Wymondham Town Council has granted the Dunston Harriers permission to meet at the town cross on December 26, before the group embarks on its annual Boxing Day trail hunt.
The decision was put to a vote, winning approval by eight votes to three.
Hunting wild animals with dogs is banned by law. But hunt groups still regularly meet for a trail hunt, in which animals are said to be safeguarded from harm by following artificial scent trails, laid by humans prior to the event.
This practice still divides opinion however, amid fears animals, especially foxes, are still killed by dogs, even if that isn't the intention.
You may also want to watch:
Last year hundreds of protestors and pro-hunt spectators clashed in Wymondham town centre, with some supporters attempting to destroy banners with anti-hunt slogans.
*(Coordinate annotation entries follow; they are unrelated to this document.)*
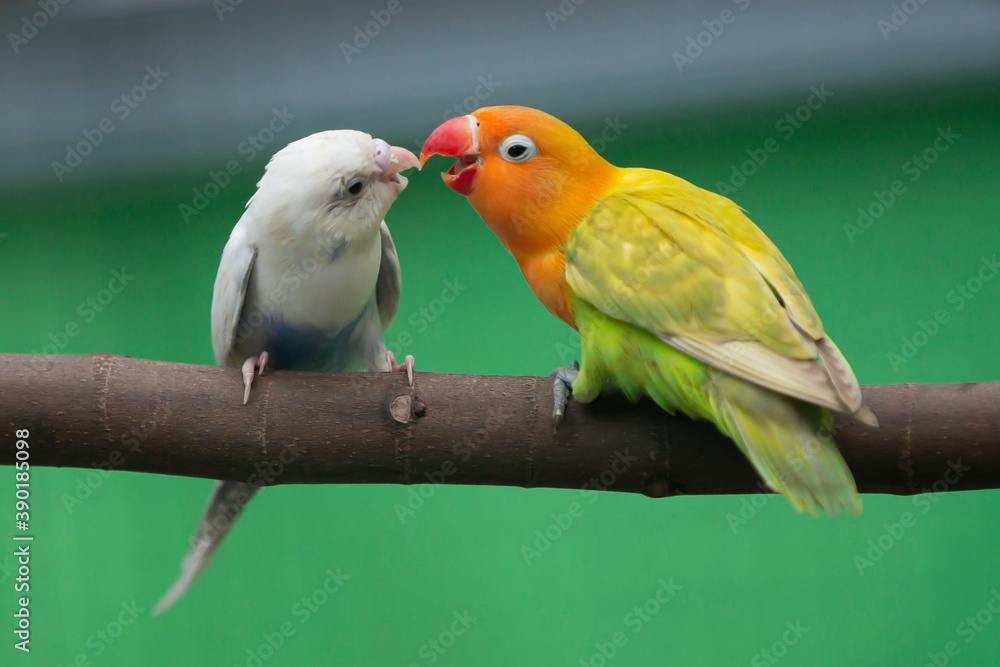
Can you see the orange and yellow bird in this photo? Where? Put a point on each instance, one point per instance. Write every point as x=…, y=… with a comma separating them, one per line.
x=676, y=294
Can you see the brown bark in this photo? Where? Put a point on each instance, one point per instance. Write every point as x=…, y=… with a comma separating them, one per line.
x=368, y=428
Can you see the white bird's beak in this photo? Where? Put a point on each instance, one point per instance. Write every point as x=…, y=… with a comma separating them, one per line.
x=393, y=159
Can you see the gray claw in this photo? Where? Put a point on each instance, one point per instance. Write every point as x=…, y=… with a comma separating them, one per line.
x=562, y=389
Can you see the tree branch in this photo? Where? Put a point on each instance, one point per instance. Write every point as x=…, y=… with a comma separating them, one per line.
x=119, y=413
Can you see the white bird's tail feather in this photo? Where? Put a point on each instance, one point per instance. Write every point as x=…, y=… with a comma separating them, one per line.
x=227, y=502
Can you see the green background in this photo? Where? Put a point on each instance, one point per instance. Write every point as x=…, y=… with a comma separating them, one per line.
x=461, y=552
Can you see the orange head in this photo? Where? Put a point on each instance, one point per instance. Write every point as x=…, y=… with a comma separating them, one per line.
x=531, y=177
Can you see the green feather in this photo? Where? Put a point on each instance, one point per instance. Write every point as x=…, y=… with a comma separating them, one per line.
x=787, y=441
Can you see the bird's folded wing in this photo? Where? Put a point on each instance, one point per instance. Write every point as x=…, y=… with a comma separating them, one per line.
x=389, y=285
x=230, y=291
x=687, y=266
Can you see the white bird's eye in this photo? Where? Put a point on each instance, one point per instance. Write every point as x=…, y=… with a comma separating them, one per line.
x=354, y=186
x=517, y=148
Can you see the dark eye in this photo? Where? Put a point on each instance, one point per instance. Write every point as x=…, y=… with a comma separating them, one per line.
x=516, y=151
x=355, y=186
x=517, y=148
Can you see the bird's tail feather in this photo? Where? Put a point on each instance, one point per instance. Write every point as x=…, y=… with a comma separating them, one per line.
x=790, y=445
x=227, y=502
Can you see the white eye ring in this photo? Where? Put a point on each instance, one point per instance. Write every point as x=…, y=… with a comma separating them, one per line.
x=518, y=148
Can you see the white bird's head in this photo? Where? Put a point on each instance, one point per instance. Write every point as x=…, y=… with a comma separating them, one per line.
x=337, y=180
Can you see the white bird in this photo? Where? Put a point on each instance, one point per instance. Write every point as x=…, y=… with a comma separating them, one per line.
x=309, y=281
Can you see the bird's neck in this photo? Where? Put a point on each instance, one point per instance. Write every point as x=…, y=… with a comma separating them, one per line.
x=536, y=226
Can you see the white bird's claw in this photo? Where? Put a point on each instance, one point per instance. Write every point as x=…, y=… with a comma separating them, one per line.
x=408, y=365
x=249, y=366
x=562, y=389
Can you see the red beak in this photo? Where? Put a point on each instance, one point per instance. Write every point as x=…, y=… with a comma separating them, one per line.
x=459, y=138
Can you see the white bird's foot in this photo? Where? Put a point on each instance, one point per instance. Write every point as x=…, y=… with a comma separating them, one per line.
x=408, y=365
x=562, y=389
x=249, y=366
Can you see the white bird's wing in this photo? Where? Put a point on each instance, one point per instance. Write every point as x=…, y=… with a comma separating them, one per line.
x=390, y=281
x=230, y=291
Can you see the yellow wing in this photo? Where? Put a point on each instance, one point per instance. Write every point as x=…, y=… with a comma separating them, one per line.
x=689, y=267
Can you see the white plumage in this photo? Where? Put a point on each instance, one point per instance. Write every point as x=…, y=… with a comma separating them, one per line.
x=309, y=281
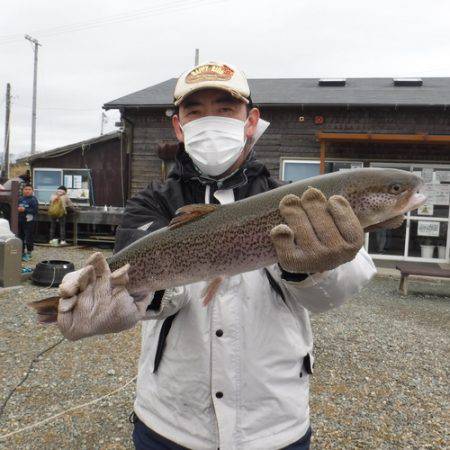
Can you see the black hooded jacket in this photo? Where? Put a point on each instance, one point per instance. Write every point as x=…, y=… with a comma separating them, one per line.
x=155, y=206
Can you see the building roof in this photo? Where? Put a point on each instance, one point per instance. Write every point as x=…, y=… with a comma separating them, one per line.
x=71, y=147
x=306, y=91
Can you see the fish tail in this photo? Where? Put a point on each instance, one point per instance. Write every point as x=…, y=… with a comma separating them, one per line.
x=47, y=310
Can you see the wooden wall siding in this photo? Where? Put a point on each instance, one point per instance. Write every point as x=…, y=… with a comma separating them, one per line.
x=103, y=159
x=288, y=137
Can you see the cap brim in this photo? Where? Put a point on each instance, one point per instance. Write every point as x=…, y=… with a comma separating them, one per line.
x=234, y=93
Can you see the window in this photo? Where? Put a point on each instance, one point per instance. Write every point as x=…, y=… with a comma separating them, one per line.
x=295, y=170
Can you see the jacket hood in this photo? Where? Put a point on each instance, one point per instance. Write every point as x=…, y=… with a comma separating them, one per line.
x=185, y=169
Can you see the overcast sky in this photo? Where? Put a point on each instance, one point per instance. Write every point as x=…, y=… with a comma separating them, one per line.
x=98, y=50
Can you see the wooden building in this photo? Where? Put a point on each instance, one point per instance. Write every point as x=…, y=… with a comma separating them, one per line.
x=94, y=171
x=322, y=125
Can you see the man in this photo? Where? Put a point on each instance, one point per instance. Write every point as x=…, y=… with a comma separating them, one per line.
x=233, y=375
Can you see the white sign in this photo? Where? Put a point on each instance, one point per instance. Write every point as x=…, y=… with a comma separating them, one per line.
x=437, y=194
x=78, y=193
x=426, y=228
x=77, y=181
x=426, y=209
x=427, y=175
x=443, y=176
x=68, y=181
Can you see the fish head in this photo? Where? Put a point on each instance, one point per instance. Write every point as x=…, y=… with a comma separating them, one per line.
x=378, y=195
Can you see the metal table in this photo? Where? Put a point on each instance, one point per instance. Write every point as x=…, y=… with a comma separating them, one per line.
x=94, y=215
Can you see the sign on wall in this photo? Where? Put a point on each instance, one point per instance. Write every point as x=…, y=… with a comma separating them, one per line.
x=427, y=228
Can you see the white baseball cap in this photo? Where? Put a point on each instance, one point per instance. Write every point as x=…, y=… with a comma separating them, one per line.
x=212, y=75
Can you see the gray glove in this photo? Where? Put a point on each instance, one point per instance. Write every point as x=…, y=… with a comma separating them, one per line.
x=96, y=301
x=319, y=234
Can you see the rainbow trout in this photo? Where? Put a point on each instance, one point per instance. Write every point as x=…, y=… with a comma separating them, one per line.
x=204, y=242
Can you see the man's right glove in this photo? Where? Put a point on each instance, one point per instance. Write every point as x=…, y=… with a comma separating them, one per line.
x=96, y=301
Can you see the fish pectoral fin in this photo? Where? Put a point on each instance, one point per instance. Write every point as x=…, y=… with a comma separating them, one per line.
x=46, y=307
x=211, y=289
x=189, y=213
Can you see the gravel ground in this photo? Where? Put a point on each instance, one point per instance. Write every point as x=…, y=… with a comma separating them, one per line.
x=380, y=379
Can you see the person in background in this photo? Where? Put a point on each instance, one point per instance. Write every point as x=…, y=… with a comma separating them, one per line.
x=23, y=180
x=28, y=209
x=60, y=203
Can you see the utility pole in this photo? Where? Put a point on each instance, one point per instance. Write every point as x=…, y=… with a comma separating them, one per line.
x=197, y=56
x=103, y=121
x=33, y=117
x=7, y=127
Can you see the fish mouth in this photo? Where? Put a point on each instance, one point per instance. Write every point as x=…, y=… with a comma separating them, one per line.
x=415, y=200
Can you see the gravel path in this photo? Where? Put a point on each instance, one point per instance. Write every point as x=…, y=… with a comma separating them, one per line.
x=380, y=379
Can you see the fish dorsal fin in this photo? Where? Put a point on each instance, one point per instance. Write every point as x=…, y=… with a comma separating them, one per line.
x=189, y=213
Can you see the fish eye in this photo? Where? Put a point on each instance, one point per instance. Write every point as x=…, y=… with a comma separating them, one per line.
x=395, y=188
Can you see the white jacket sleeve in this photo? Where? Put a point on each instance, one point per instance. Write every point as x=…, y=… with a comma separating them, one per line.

Ahead of this year's event, town councillor Penelope Hubble said: "There are lots of groups that flout the rules and harm wildlife as a result. Allowing the Boxing Day meet tells the world that the community supports something unethical. The crux for me is that this tradition is in the past, and comes down to forward thinking people against backward thinking people."
But councillor Peter Green, also known as Pete Travis, who campaigned for the ban on live animal hunting in the early 2000s, said it did not make sense to prevent reformed groups engaging in trail hunts which conformed to the law.
He said: "This is obviously a very controversial issue. Hunting live animals is barbaric and should absolutely be illegal, but while these groups are ethical, regulated and acting within the law then they should be allowed to continue. Wymondham is a lovely old town, and this event brings a sense of theatre to it. It's very good for businesses which choose to open."
Mr Green added he anticipated protestors would attend the meet, and that they were "well within their rights" to express their opinion on the matter.
Police are expected to monitor the event.